For a vision system to be successful it really helps if the environment is tightly constrained. Put the part you’re looking at in exactly the same place and with exactly the same orientation every time, and whatever you do, keep total control over the lighting. Achieve this and you have a fighting chance, even though you still have to contend with part-to-part and batch-to-batch variation, temperature fluctuations, dirt and gradual decline in light output. (I could go on, but you get the idea.)
I was reminded of this a few weeks back when a chatty salesman told me a - probably apocryphal - tale about an installation his colleague had been involved with.
The application team had thought about controlling ambient light, so they put the system in a box. Of course, the object under inspection, (let’s call it “the part,”) had to be passed in and out of the box, so it had some rather large holes cut in the sides. It didn’t seem that this would be a problem because the box was as big as the floor space provided by Engineering would permit, and overhead lighting in a plant, almost by definition, points downwards.

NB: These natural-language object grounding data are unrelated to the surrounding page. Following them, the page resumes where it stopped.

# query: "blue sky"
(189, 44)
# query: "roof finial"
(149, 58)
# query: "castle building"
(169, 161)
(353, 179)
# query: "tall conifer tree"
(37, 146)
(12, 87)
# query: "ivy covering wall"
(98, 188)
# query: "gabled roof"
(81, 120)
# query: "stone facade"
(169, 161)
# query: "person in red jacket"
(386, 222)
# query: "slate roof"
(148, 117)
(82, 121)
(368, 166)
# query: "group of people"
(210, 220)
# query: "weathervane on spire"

Well the installation team arrived on site around midday, and as they were setting up the system they noticed the generously proportioned skylights in the roof. But the system was enclosed, so they concluded it would not be a problem.
Next morning the team got in around 7 and started up the system. This was a gauging application, and everything had been positioned and calibrated off-site, so they knew what measurements it should be reporting. Only it wasn’t.

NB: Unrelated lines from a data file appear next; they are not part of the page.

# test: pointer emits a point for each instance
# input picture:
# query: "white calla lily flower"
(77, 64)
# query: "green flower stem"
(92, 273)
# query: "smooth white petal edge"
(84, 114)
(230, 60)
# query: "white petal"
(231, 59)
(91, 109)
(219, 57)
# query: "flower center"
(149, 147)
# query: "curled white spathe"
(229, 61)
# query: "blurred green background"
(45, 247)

Thinking the part had changed, they checked it carefully. Identical to the samples provided by the customer. Then they ran more parts. These were measured to be the right size. The problem had gone away.
Day three came, sign-off day. The team started in first thing by running more parts before the customer came down to check the performance. The size had shifted again.

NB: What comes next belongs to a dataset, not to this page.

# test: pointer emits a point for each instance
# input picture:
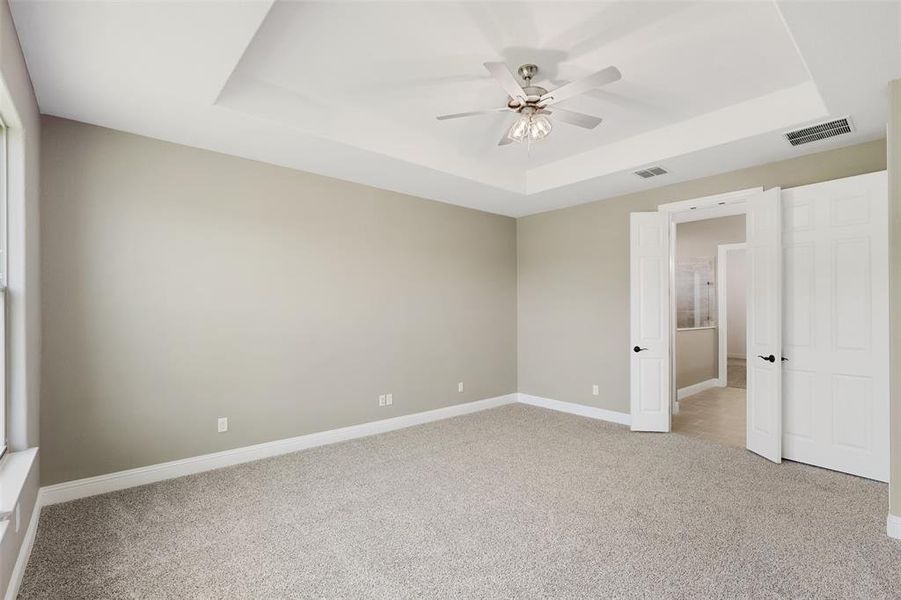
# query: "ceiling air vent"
(651, 172)
(818, 132)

I know you’re ahead of me here, so let’s cut to the chase. The morning sun, being low in the sky, was coming through the skylight and falling on the part as it sat inside the enclosure. In a way, the team was lucky; had they been installing at a different time of year it would have been the customer who found the problem, but probably only after producing a lot of “scrap.” Or if the vision system had been oriented differently the problem wouldn’t have happened at all, or not until the plant was next rearranged.
So here’s the moral of the story. In fact, two morals. Don’t make assumptions about the environment where your system will be deployed. Go, see for yourself, and then design accordingly. And second, expect the worst, and design for that. Even if the customer’s plant doesn’t have skylights, what if they move the machine to a new building? It happens all the time.
Plan for the worst, even though it’s okay to hope for the best.